Когда я бурно возмутился — дескать, что же плохого в том, что целью своей жизни человек избирает одно лишь служение Прекрасному? — Лафорг ответил: «Все это замечательно, однако Прекрасное, если оно не сочетается с чем-либо более значительным, есть не более чем яркая погремушка. Не в том беда, что ваш Джулиан сосредоточен лишь на некоторых, возвышенных аспектах действительности, а в том, что он предпочитает игнорировать все прочие, которые ничуть не менее важны».
Перечитав написанное, я не удержался от печального смешка.
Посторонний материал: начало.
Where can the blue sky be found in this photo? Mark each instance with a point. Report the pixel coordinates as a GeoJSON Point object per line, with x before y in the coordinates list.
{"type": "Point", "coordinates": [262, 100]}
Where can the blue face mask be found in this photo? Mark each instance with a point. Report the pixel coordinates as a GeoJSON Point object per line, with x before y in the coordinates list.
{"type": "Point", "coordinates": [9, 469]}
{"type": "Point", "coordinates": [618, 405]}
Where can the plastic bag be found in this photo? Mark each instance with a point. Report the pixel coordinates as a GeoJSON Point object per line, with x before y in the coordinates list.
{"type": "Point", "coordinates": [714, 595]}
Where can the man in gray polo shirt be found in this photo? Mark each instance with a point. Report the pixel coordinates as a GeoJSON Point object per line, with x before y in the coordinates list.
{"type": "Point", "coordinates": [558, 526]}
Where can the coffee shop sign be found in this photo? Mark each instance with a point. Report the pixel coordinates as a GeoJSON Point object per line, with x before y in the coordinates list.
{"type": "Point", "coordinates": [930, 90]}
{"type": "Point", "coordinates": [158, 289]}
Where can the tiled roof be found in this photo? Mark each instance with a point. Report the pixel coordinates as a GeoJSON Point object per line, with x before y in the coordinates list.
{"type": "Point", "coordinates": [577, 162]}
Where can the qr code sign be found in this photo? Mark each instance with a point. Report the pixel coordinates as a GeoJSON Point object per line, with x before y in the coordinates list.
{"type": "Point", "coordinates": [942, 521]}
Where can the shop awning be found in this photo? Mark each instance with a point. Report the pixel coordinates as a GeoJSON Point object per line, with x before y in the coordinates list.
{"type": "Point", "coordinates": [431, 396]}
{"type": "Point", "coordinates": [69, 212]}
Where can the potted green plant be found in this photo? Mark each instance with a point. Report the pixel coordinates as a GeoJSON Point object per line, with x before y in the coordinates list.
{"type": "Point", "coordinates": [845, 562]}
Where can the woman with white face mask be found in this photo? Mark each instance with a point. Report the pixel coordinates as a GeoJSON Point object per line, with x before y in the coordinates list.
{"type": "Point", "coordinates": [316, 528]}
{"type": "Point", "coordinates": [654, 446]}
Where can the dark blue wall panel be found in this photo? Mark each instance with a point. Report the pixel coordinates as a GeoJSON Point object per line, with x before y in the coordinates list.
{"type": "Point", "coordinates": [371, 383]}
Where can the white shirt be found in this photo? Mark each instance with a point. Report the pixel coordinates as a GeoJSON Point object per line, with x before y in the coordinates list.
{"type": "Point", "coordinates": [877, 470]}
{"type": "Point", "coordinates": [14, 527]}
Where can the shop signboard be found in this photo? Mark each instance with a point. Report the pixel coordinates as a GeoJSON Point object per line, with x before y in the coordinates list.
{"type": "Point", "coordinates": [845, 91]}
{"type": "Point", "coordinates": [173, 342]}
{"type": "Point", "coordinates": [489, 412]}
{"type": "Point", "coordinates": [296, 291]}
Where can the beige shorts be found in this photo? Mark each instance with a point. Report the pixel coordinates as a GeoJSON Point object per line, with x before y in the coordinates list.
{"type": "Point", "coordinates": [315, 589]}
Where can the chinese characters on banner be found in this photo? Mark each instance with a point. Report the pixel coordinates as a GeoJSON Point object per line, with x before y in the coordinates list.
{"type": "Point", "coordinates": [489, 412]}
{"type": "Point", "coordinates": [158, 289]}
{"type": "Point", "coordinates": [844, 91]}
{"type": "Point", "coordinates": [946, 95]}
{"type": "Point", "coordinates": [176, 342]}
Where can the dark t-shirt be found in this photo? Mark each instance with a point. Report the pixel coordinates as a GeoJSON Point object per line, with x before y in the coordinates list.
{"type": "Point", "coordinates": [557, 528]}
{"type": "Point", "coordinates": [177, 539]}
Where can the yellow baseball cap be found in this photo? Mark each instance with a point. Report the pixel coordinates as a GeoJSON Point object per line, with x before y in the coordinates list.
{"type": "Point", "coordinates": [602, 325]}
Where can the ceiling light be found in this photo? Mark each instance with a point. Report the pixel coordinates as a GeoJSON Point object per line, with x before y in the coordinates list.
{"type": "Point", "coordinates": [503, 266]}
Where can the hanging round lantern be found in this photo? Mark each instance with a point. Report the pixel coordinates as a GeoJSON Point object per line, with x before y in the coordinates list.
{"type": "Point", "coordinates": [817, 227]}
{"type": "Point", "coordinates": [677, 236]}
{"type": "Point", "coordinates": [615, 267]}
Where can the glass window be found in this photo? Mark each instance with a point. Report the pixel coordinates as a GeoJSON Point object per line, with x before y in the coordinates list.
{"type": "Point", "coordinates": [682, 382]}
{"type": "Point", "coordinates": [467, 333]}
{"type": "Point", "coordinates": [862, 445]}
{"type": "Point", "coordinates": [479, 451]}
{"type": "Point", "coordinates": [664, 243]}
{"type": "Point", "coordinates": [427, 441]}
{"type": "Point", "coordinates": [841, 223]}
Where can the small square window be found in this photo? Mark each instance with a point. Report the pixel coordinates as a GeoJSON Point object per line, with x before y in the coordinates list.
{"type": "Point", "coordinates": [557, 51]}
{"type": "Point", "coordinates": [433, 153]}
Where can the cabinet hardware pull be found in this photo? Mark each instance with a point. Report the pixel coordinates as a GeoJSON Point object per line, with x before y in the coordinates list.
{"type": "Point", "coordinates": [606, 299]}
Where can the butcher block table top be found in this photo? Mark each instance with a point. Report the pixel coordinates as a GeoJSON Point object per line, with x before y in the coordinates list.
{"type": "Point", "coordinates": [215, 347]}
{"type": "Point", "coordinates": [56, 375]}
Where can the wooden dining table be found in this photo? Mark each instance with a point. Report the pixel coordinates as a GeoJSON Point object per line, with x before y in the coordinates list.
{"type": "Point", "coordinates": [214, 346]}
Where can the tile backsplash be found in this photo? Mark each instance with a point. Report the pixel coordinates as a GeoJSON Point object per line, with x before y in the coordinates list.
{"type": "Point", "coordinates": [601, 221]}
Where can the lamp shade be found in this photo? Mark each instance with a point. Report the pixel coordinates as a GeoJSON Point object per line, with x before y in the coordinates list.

Прежде я не раз, по сути дела, фальсифицировал образ Джулиана, выставляя его этаким мудрецом, просвещенным отшельником, едва ли не святым, — и все из желания доказать (в том числе самому себе), что за нашим благоговением перед учителем стояло нечто большее, нежели, скажем, моя пагубная привычка убеждать себя в том, что интересные, необычные люди — непременно люди добрые и хорошие. Помню, я писал, что Джулиан сиял совершенством. Теперь, пытаясь быть честным, я готов признать, что он был далек от совершенства, что в нем были тщеславие, надменность, и глупость, и даже сознательная жестокость. И все же мы любили его — таким, каким он был.
На следующее утро мы забрали Чарльза из больницы. Выглядел он плачевно — исхудавший, заросший, немытый — и на вопросы о самочувствии отвечал односложно. Рассказывать ему про вчерашнее мы не стали.
Фрэнсис настойчиво приглашал Чарльза к себе, но тот как заведенный повторял, что хочет домой. На Фрэнсиса было жалко смотреть. Я видел, что он беспокоится за Чарльза и страдает от его враждебности.
— Как ты насчет обеда? — в который раз спросил он.
— Никак.
— Ты же, наверно, голодный. Поехали в «Бистро»?
— Ничего я не голодный.
— Да ладно тебе, поехали. Закажем на десерт твой любимый рулет. Что скажешь?
Как назло, официант усадил нас за тот же столик у окна, где меньше суток назад мы обедали с Джулианом. Отодвинув в сторону меню, Чарльз заказал две «кровавых Мэри» и расправился с ними за пять минут. Когда он потребовал третью, мы тревожно переглянулись.
— Чарльз, может, хотя бы омлет? — неуверенно предложил Фрэнсис.
— Не хочу.
Взяв меню, Фрэнсис сделал знак официанту.
— Блядь, сказал же, не хочу, — не поднимая головы, огрызнулся Чарльз.
После этого даже у Фрэнсиса не нашлось больше слов. Пока мы доедали обед, Чарльз успел прикончить пятый коктейль. К машине его пришлось вести под руки.
Я не мог даже представить, как теперь будут проходить занятия, но в понедельник все же отправился на греческий. Фрэнсис был уже там. Камилла и Генри пришли порознь — видимо, чтобы не провоцировать Чарльза, однако тот пока, к счастью, не появился.
Даже не поздоровавшись, Генри подошел к окну и отвернулся. Камилла обратилась к нему, он не ответил. Смутившись, она стала задавать нам вопросы о Чарльзе, на большую часть которых мы отвечали довольно уклончиво.
Немного погодя Камилла недоуменно взглянула на часы:
— Четверть десятого. Джулиан никогда так не задерживался.
Генри откашлялся:
— Он не придет.
— Как — не придет? — хором спросили мы.
Раздался негромкий стук, дверь приоткрылась, и, блеснув лысиной, в кабинет заглянул не кто иной, как декан.